One in four students on the programme comes from countries such as Germany, France, and Italy. According to Tommy Borglund, a researcher and senior lecturer at the Örebro University School of Business, there is an enormous interest in sustainable business development in many countries right now, both in Sweden and internationally.

“Sustainability is a very hot topic. But the course offering is often more modest compared to the demand from the students from all over. So, those universities offering courses in sustainability are extra attractive,” affirming Örebro University’s popularity among international students.

Tommy Borglund

"International students provide a broader perspective and alternative angles of approach", says Tommy Borglund, researcher and senior lecturer at the Örebro University School of Business

Dreaming of working in international business

Larissa Bernasconi, an exchange student in Örebro, has a Russian-Italian background. When making her choice between Sweden, Norway, and Finland, she chose Örebro because it is in the middle of Scandinavia. “It’s a relatively large town centrally located, which makes it easy to travel around and experience the country.”

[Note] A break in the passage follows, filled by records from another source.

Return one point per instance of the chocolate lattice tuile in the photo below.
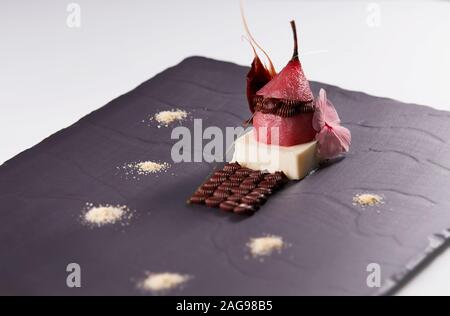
(238, 189)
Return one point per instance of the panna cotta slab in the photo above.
(295, 161)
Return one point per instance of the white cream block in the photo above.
(295, 161)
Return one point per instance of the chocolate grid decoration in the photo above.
(238, 189)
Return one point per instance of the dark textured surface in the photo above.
(399, 150)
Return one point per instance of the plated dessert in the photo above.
(292, 132)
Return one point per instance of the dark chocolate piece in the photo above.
(238, 185)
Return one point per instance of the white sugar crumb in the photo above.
(148, 167)
(265, 246)
(158, 282)
(367, 199)
(144, 168)
(165, 118)
(105, 214)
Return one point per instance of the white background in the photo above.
(51, 75)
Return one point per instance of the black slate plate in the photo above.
(399, 150)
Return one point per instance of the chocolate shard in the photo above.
(239, 190)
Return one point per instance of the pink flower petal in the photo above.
(333, 141)
(325, 112)
(332, 138)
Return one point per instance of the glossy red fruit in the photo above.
(292, 130)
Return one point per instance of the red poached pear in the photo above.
(284, 106)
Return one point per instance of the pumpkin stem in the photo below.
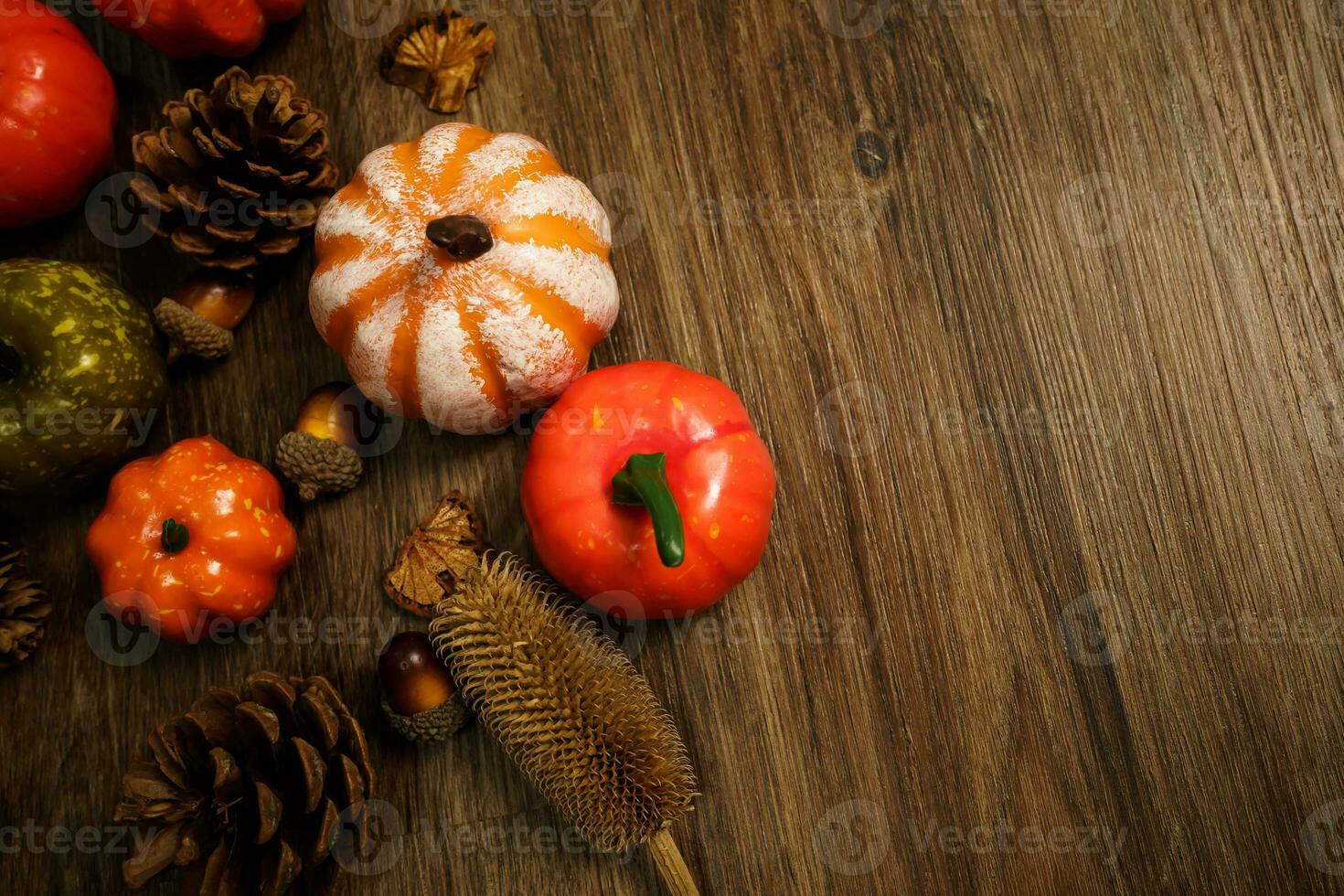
(175, 536)
(463, 237)
(644, 483)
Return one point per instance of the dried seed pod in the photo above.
(25, 607)
(445, 543)
(438, 55)
(568, 706)
(319, 455)
(200, 316)
(420, 698)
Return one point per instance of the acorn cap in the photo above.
(317, 466)
(432, 726)
(190, 334)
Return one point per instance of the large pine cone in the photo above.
(240, 172)
(251, 789)
(23, 609)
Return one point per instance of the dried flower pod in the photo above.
(319, 455)
(438, 55)
(200, 316)
(420, 698)
(443, 547)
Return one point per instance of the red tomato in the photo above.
(57, 113)
(190, 28)
(620, 534)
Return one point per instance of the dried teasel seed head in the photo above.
(199, 317)
(565, 703)
(420, 698)
(319, 455)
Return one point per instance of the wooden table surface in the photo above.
(1038, 306)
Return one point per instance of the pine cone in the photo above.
(240, 172)
(249, 789)
(23, 609)
(566, 704)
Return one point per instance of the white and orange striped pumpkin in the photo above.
(464, 277)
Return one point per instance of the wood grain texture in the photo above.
(1038, 306)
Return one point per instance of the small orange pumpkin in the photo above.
(464, 277)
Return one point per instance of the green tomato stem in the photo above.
(644, 483)
(175, 536)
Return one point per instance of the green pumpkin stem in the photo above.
(175, 536)
(644, 483)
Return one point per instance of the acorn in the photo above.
(420, 696)
(319, 455)
(200, 317)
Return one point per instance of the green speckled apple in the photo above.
(80, 377)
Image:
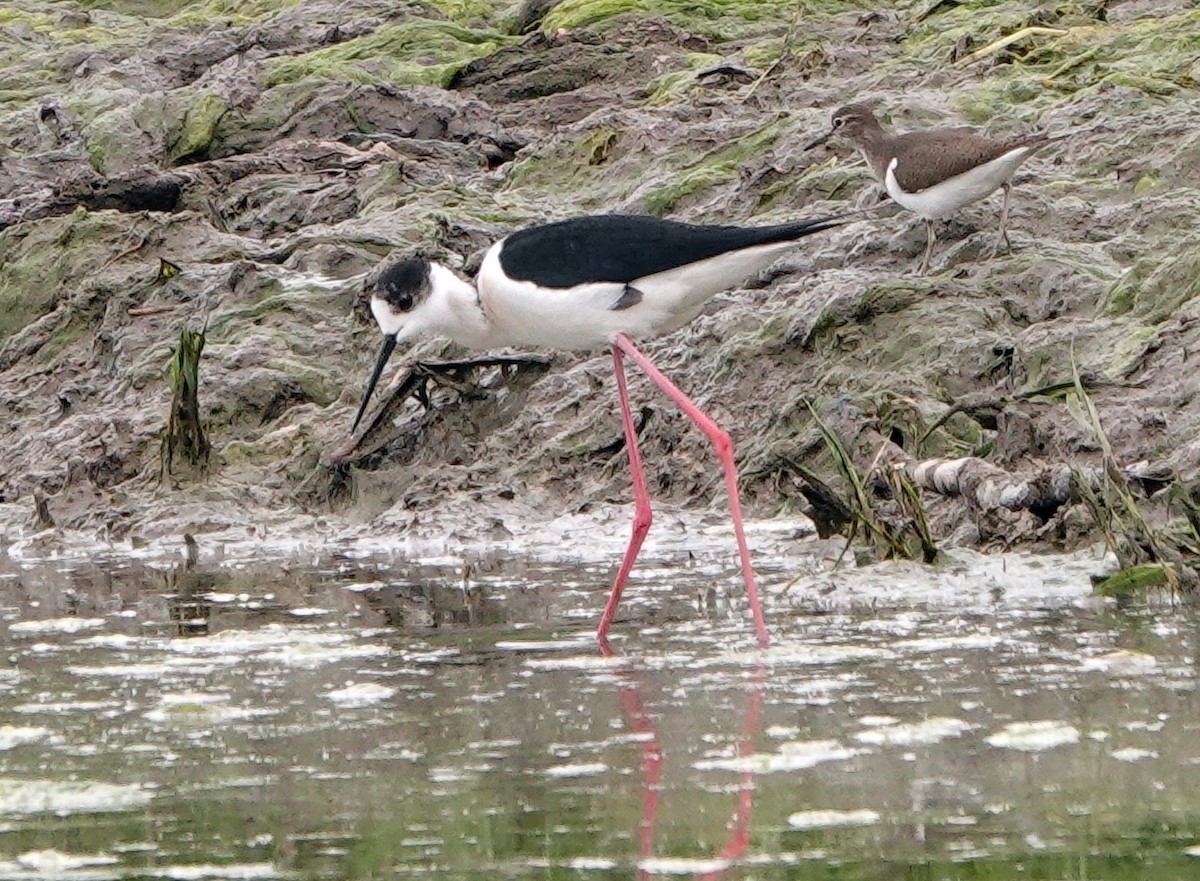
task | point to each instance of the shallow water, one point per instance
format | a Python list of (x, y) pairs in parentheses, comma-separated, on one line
[(358, 715)]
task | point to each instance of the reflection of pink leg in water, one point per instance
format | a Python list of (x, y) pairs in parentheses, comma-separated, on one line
[(642, 515), (652, 771)]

”I’m taking four courses this semester, three of them focused on sustainability. Sweden is so far ahead when it comes to sustainability – especially compared to Italy.”

She dreams of working for a large international company, preferably within the transport sector.

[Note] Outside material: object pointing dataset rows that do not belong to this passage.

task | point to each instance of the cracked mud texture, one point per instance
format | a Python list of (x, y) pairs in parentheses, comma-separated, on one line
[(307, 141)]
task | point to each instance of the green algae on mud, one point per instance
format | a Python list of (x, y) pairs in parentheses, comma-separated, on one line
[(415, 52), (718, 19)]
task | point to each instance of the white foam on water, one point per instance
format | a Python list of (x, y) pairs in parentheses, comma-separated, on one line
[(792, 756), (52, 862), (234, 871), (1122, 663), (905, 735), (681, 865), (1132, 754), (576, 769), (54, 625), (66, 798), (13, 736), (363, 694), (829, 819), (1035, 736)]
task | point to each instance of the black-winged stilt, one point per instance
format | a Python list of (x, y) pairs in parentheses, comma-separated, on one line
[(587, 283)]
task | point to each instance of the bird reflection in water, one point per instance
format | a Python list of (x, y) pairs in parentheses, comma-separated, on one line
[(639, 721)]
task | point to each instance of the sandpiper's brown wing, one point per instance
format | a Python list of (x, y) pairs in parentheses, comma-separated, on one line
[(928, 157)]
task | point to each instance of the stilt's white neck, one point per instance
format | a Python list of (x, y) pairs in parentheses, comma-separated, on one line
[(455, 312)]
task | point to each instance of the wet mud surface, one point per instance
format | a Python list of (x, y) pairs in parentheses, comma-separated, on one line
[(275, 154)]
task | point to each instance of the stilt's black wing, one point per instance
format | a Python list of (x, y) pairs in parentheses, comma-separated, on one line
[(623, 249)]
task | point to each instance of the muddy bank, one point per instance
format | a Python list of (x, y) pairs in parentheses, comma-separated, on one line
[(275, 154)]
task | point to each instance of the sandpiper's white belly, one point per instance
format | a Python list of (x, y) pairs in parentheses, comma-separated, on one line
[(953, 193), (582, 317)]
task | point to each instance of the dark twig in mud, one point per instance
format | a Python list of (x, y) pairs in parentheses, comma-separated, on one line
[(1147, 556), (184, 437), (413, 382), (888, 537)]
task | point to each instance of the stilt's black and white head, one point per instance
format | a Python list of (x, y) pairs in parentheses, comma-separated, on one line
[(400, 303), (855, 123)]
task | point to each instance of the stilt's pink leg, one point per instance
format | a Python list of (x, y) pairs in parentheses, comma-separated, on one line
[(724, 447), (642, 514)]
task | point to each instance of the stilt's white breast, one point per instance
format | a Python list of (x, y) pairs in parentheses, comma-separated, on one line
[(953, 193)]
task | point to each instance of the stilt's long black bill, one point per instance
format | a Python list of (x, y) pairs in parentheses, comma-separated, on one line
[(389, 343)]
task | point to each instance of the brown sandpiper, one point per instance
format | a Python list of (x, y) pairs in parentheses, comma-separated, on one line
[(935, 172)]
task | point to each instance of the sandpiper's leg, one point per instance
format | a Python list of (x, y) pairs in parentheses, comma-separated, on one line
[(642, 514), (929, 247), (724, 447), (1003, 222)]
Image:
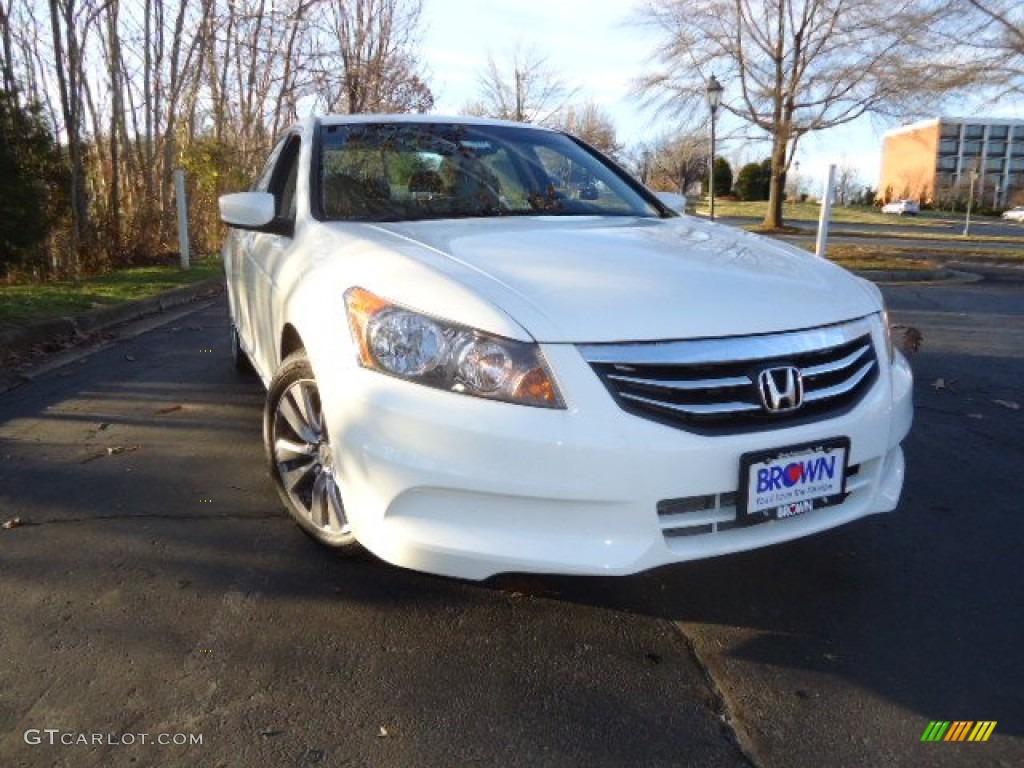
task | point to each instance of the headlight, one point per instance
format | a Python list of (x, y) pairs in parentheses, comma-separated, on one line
[(410, 345)]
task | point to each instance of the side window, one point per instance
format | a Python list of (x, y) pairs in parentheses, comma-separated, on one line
[(263, 181), (285, 177)]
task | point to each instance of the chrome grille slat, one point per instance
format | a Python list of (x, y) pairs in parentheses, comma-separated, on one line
[(842, 388), (684, 384), (717, 409), (711, 386), (830, 368)]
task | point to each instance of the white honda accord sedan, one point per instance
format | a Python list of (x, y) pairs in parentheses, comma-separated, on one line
[(487, 348)]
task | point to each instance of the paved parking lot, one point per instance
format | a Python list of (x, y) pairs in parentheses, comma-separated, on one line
[(153, 587)]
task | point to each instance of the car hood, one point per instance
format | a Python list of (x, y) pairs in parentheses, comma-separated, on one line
[(610, 280)]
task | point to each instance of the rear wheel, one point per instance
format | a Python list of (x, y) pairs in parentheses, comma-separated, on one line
[(301, 459)]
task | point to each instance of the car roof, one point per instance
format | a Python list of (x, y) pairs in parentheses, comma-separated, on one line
[(406, 119)]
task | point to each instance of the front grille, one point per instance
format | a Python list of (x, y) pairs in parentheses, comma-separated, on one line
[(710, 386)]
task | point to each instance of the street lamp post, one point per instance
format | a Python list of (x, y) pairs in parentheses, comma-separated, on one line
[(714, 99), (970, 202)]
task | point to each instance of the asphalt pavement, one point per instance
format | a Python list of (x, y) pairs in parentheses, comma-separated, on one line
[(153, 586)]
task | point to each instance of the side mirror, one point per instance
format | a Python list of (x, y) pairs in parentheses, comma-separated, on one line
[(673, 201), (247, 210)]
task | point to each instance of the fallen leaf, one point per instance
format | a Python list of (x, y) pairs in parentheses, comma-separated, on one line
[(117, 450), (907, 338)]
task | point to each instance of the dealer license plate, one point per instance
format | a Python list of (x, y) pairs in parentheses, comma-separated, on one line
[(791, 481)]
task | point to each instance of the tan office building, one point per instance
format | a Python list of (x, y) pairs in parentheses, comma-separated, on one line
[(933, 162)]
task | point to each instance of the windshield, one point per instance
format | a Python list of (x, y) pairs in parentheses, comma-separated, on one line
[(410, 171)]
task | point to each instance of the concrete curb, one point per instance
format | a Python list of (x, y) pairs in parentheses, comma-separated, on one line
[(18, 340), (942, 274)]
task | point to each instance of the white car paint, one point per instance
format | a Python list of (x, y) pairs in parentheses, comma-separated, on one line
[(461, 485)]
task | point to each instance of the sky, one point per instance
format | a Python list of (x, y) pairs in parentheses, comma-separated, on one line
[(593, 45)]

“I’m looking forward to returning to Italy with all the latest knowledge on sustainability that you have here but that we’re still lacking there. Even if Europe’s one of the most sustainable continents, there’s still so much work to be done,” she says.

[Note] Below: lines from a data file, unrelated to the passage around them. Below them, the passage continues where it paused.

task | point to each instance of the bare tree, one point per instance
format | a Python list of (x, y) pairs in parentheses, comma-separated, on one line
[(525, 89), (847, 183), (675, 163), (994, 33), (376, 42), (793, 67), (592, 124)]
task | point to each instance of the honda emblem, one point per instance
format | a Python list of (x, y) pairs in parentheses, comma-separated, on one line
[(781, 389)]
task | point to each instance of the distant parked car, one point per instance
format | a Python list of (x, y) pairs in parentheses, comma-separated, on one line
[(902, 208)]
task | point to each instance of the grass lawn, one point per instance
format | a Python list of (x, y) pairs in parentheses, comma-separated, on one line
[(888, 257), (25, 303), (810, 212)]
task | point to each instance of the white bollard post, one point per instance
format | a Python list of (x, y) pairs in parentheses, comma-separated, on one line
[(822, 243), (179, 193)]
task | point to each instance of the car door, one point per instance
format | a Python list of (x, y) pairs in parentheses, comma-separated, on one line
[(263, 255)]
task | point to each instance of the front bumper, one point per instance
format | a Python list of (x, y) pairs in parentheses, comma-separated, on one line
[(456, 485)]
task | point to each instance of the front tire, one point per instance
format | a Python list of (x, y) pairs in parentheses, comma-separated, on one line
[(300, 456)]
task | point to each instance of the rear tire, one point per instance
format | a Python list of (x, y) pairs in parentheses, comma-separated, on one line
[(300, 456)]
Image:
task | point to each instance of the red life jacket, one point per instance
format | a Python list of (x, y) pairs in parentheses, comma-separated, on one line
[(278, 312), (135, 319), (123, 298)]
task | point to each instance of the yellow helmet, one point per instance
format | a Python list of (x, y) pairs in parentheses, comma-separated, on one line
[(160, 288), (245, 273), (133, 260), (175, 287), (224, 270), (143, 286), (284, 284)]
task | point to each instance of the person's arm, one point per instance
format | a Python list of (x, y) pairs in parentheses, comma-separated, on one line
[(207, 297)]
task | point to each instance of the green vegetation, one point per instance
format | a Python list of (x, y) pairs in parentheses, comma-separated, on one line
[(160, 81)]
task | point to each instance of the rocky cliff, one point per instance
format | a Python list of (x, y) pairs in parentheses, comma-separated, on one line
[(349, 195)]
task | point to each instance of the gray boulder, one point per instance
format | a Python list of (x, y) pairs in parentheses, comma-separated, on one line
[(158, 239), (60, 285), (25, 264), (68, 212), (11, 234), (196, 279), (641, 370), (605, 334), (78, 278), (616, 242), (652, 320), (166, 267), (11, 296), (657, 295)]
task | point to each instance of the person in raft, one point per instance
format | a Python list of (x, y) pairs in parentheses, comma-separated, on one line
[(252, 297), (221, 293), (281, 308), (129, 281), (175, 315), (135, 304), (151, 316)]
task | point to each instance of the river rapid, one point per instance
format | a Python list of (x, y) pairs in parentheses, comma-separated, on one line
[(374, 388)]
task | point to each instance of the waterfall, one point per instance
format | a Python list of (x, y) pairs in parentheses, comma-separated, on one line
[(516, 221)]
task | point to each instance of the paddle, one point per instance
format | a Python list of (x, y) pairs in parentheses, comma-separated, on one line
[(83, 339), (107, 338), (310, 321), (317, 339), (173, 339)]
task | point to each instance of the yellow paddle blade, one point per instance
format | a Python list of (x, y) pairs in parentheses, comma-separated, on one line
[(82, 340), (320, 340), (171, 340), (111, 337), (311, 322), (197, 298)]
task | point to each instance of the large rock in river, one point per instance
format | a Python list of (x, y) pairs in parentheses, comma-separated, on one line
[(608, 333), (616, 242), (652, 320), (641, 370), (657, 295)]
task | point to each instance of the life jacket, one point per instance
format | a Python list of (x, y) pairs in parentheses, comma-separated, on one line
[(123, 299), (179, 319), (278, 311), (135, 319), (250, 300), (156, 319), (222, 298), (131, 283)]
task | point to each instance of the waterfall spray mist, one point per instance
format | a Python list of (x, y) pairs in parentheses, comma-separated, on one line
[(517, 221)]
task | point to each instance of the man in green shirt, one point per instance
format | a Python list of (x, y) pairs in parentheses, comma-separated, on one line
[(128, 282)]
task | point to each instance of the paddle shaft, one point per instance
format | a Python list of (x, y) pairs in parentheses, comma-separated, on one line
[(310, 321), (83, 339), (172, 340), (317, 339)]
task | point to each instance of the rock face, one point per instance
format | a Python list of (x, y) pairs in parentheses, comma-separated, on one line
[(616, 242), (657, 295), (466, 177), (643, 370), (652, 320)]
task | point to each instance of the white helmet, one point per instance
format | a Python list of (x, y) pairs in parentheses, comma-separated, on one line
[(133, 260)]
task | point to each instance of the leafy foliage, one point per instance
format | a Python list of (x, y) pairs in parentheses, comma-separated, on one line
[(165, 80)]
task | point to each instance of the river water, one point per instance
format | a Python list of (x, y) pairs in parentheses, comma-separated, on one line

The fact that so many of her fellow students come from other countries is valuable, according to Larissa Bernasconi.

“It makes for interesting discussions when comparing similarities and differences in how we think about sustainability,” she says.

Students Sofie Kagerstedt and Linnea Virtanen

Sofie Kagerstedt and Linnea Virtanen appreciate hearing perspectives from other countries.

Interesting perspectives from other countries

Students Sofie Kagerstedt and Linnea Virtanen also appreciate the international character of the programme.

“You get perspective on how CSR and sustainability work in other countries. A fellow student from France told me that there’s currently a lot of debate on working conditions and environmental aspects in the wine industry there,” says Sofie Kagerstedt.

“Our seminars and lectures result in a great deal of discussion. Hearing perspectives from other countries is thought-provoking,” says Linnea Virtanen.

Tommy Borglund thinks that international students have a positive impact on the group as a whole.

“It provides a broader perspective with alternative angles of approach and comparisons between different countries. As exchange students are often good at making oral presentations, it makes for an inspiring learning environment.”

Much appreciated company study visits

Students at Amexci,

The students visited Amexci, a 3D printing company operating in Karlskoga.

During the autumn semester, students have been working on assignments for various companies and going on study visits. One of these was Amexci, a 3D printing company operating in Karlskoga.

“It’s great to get a look into real-life working environments. To see how the theory we’re studying works in reality. Since we’re both so-called pandemic students, this is so appreciated and valuable,” says Sofie Kagerstedt and Linnea Virtanen.

Students in a conference room.

It’s great to get a look into real-life working environments, the students say.

Larissa Bernasconi is used to the Italian education system, with its traditional lectures and few opportunities for discussion and independent work. Here, she is enthusiastic about the close collaboration with companies in the region.

“It’s exciting to get a visual perception of what we’re studying. Sometimes, you’re so busy studying for the next exam that you miss the big picture. Here, we’re getting a chance to actually see what we’re working towards – in a real working environment. I love doing things like this!” says Larissa Bernasconi.